TAIPEI, Taiwan -- The Taipei Yi-Kuang Orphanage, one of the oldest and largest orphanages helping unprivileged children in Taiwan, will celebrate its 50th anniversary on Saturday morning.

The celebration will be held at the student activity center of Huajiang Elementary School at Lane 42, Section 2 of Huanhe South Road in the Wanhua District of Taipei City.

Government social welfare officials, people who have provided assistance to the welfare institution, financial donors, and adults who spent their childhoods at Yi-Kuang will attend the gathering starting at 11 a.m.

Over the past decades, Yi-Kuang has provided shelter and education for more than 3,000 orphans and abandoned children to help them through their difficult childhoods.

A large number of them have now set up their own families and become supporters for the institution.

Yi-Kuang, meaning "righteousness" and "brightness" in Chinese, was founded in 1957 by Shi-Chin Hu, wife of then Legislator Hu Wei-fan, with assistance from a few Christian missionaries from the United States.

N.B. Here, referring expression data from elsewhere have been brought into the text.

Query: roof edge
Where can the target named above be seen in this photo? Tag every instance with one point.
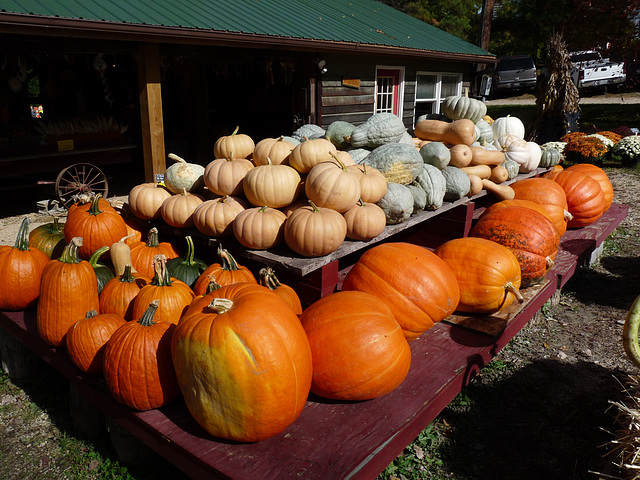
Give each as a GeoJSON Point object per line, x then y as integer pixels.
{"type": "Point", "coordinates": [13, 23]}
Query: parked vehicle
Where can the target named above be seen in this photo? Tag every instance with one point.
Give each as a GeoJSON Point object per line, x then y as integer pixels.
{"type": "Point", "coordinates": [590, 70]}
{"type": "Point", "coordinates": [515, 72]}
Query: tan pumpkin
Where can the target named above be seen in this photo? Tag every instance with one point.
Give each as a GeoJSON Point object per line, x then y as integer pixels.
{"type": "Point", "coordinates": [310, 153]}
{"type": "Point", "coordinates": [373, 184]}
{"type": "Point", "coordinates": [223, 176]}
{"type": "Point", "coordinates": [333, 185]}
{"type": "Point", "coordinates": [237, 145]}
{"type": "Point", "coordinates": [272, 185]}
{"type": "Point", "coordinates": [313, 231]}
{"type": "Point", "coordinates": [215, 217]}
{"type": "Point", "coordinates": [259, 228]}
{"type": "Point", "coordinates": [365, 221]}
{"type": "Point", "coordinates": [178, 209]}
{"type": "Point", "coordinates": [275, 149]}
{"type": "Point", "coordinates": [146, 199]}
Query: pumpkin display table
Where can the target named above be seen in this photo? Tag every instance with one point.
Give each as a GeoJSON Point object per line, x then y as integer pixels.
{"type": "Point", "coordinates": [333, 439]}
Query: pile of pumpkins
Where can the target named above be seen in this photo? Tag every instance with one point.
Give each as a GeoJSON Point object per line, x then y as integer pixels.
{"type": "Point", "coordinates": [319, 187]}
{"type": "Point", "coordinates": [239, 348]}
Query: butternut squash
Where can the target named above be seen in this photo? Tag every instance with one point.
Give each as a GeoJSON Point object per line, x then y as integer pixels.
{"type": "Point", "coordinates": [456, 132]}
{"type": "Point", "coordinates": [501, 192]}
{"type": "Point", "coordinates": [499, 174]}
{"type": "Point", "coordinates": [483, 156]}
{"type": "Point", "coordinates": [476, 185]}
{"type": "Point", "coordinates": [461, 155]}
{"type": "Point", "coordinates": [482, 171]}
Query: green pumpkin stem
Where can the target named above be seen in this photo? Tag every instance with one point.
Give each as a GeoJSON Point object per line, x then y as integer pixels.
{"type": "Point", "coordinates": [161, 277]}
{"type": "Point", "coordinates": [152, 238]}
{"type": "Point", "coordinates": [228, 262]}
{"type": "Point", "coordinates": [221, 305]}
{"type": "Point", "coordinates": [70, 252]}
{"type": "Point", "coordinates": [268, 278]}
{"type": "Point", "coordinates": [94, 209]}
{"type": "Point", "coordinates": [22, 239]}
{"type": "Point", "coordinates": [147, 317]}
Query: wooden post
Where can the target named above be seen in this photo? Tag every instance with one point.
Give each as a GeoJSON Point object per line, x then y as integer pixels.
{"type": "Point", "coordinates": [151, 112]}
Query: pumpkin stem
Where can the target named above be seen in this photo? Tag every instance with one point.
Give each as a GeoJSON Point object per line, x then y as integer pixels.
{"type": "Point", "coordinates": [268, 278]}
{"type": "Point", "coordinates": [152, 238]}
{"type": "Point", "coordinates": [221, 305]}
{"type": "Point", "coordinates": [176, 158]}
{"type": "Point", "coordinates": [161, 277]}
{"type": "Point", "coordinates": [147, 317]}
{"type": "Point", "coordinates": [227, 260]}
{"type": "Point", "coordinates": [70, 252]}
{"type": "Point", "coordinates": [22, 239]}
{"type": "Point", "coordinates": [213, 284]}
{"type": "Point", "coordinates": [511, 288]}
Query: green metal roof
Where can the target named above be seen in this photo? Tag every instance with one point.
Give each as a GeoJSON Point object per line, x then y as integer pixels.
{"type": "Point", "coordinates": [351, 22]}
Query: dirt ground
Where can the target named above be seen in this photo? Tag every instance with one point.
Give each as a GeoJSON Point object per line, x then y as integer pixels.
{"type": "Point", "coordinates": [548, 416]}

It soon became the biggest charitable institution sheltering abandoned babies and children on the island.

Madame Chiang Kai-shek, The China Post founder Nancy Yu Huang, and members of the Taipei International Women's Club were among the major supporters of the charity organization.

Madame Chiang, wife of President Chiang Kai-shek, especially admired Shi-Chin Hu's endeavors because a high percentage of the children she took care of were born deformed and rejected by their own families.

Many of the children in the earlier years were children severely injured by the bombs fired by Chinese Communists on the frontline islands of Kinmen and Matsu when they attempted to take over the islands before launching full assault on Taiwan. But these attempts were repelled by troops commanded by Chiang.

Yi-Kuang was known as the last chance and also the best place for "children nobody wants." When other orphanages were unable to take care of certain children, they sent them to Yi-Kuang.

Yi-Kuang is currently run by Hu Lee Shi-mei, daughter-in-law of Shi-Chin Hu, at Lane 382, Section 3 of Heping West Road in Wanhua District.

Director Hu Lee Shi-mei started her charity work at Yi-Kuang soon after it was established.

For her efforts to provide a caring and healthy environment with skills training for the homeless children, she was named one of the "Ten Outstanding Young Women" in Taiwan in 1971.

She was also awarded by national leaders and foreign organizations, including former Taipei Mayor Ma Ying-jeou and a "National Civic Service Award" by President Chen Shui-bian in 2005.

In order to create a better living and learning environment for children with severe physical defects and multi-difficulty defects, Yi-Kuang is in the process of applying for a construction license for new facilities.

The new facilities will be built in an "obstacle-free" environment at the Wanfang Community in the Wenshan District.

She also plans to open the new facilities to other people with birth defects in the future.